MIT’s Institute Computer Science and Artificial Intelligence is developing deep learning algorithm for creating videos of the future. If you given a still image from a scene and it can create a brief video that reproduces the future of that scene.
We are living in the dynamic physical world, and it is easy to forget how effortlessly we understand our surroundings. With minimal thought, we can figure out how scenes and objects interact.
They have trained on 2 million unlabeled videos that include a year worthy of footage. The algorithm generated videos that human subjects deemed to be realistic often than a baseline model.
The team says future version improves a lot in security tactics and self-driving cars. CSAIL Ph.D. student Carl Vondrick said algorithm helps the machine to recognize people’s activities without human annotations.
In videos, we can see what will happen in the future. Vodrick said “if you anyone predicting the future means they understand something about the present. “
Carl Vondrick does the research, MIT Professor Antonio Torralba, and former CSAIL postdoc Hamed Pirsiavash. The total research work will present at Neural Information Processing Systems (NIPS) conference in Barcelona in next week.
How it works
In past multiple researchers has handled the same topic in computer vision. MIT professor Bill Freeman has worked on visual dynamics and also creates future frames in the scene.
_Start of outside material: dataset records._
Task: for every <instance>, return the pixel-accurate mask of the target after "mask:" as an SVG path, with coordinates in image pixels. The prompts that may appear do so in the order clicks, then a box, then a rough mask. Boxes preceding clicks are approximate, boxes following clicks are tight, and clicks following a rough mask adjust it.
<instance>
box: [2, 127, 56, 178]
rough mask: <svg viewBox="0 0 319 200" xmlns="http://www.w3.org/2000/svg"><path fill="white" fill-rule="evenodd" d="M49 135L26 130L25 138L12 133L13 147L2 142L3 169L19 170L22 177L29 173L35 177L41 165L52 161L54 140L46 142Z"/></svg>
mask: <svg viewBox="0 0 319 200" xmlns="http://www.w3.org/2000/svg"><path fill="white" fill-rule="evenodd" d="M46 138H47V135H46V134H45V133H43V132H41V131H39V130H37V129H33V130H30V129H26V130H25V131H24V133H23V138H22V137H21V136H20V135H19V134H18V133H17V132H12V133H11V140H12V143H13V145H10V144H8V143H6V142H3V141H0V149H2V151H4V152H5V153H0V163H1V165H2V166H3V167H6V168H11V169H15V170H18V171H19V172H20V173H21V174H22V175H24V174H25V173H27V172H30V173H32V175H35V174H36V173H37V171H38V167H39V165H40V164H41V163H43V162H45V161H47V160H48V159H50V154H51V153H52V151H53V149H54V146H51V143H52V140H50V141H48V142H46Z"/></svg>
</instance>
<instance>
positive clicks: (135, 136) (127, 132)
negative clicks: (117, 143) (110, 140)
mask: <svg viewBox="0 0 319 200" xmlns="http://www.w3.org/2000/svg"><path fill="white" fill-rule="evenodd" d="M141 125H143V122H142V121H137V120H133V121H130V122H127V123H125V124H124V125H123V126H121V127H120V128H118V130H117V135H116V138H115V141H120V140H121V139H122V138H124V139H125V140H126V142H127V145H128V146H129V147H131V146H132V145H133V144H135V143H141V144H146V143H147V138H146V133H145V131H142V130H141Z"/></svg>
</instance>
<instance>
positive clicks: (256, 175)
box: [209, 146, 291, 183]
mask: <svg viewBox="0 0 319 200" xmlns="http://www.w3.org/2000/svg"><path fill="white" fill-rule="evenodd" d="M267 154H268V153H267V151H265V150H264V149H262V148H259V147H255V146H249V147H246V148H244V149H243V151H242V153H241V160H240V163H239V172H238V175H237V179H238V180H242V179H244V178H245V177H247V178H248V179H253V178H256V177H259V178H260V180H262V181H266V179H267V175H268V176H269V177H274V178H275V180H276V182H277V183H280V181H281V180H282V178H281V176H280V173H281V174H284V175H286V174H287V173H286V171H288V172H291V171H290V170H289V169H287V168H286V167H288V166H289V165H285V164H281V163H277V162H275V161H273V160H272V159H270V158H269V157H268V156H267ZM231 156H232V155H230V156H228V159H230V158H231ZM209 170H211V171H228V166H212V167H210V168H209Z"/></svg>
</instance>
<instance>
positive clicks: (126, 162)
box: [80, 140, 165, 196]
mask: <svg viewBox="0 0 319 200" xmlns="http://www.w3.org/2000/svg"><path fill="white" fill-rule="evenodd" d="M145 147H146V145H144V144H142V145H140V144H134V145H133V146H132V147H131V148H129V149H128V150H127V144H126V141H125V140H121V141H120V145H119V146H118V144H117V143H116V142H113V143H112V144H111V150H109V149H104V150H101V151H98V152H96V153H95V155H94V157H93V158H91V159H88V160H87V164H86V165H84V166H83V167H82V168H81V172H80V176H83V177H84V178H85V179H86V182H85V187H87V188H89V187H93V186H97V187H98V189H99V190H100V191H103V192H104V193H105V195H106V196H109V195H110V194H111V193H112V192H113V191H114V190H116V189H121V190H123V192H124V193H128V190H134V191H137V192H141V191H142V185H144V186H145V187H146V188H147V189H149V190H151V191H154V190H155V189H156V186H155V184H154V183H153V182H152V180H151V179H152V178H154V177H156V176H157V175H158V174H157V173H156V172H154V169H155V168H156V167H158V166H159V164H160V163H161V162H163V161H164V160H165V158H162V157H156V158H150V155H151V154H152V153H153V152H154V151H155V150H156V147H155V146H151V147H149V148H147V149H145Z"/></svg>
But where his model focuses on extrapolating videos into the future, Torralba’s model can also generate completely new videos that haven’t been seen before.
In past process, it build up scenes frame by frame which creates large margin for error. Now this is working to process the entire scene at once, and this algorithm generates the frames as many as, usually it generates 32 frames from scratch per second.
They have arranged trade off to produce all frames simultaneously. It became more accurate, and computer model becomes more complex for longer videos. For creating multiple frames they are working in a model to generate foreground separately and background separately and place the objects in a manner to know which objects are movable and which are not.
The team used a deep learning method called “adversarial learning” that involves training two competing neural networks. One of the networks generates video, and another tells the discrimination between real and created video
The model can create videos resembling scenes from beaches, train stations, hospitals, and golf courses. If you take the example of beach model, the beach model produces beaches with crashing waves, and if you take the golf model it will show you people walking on grass.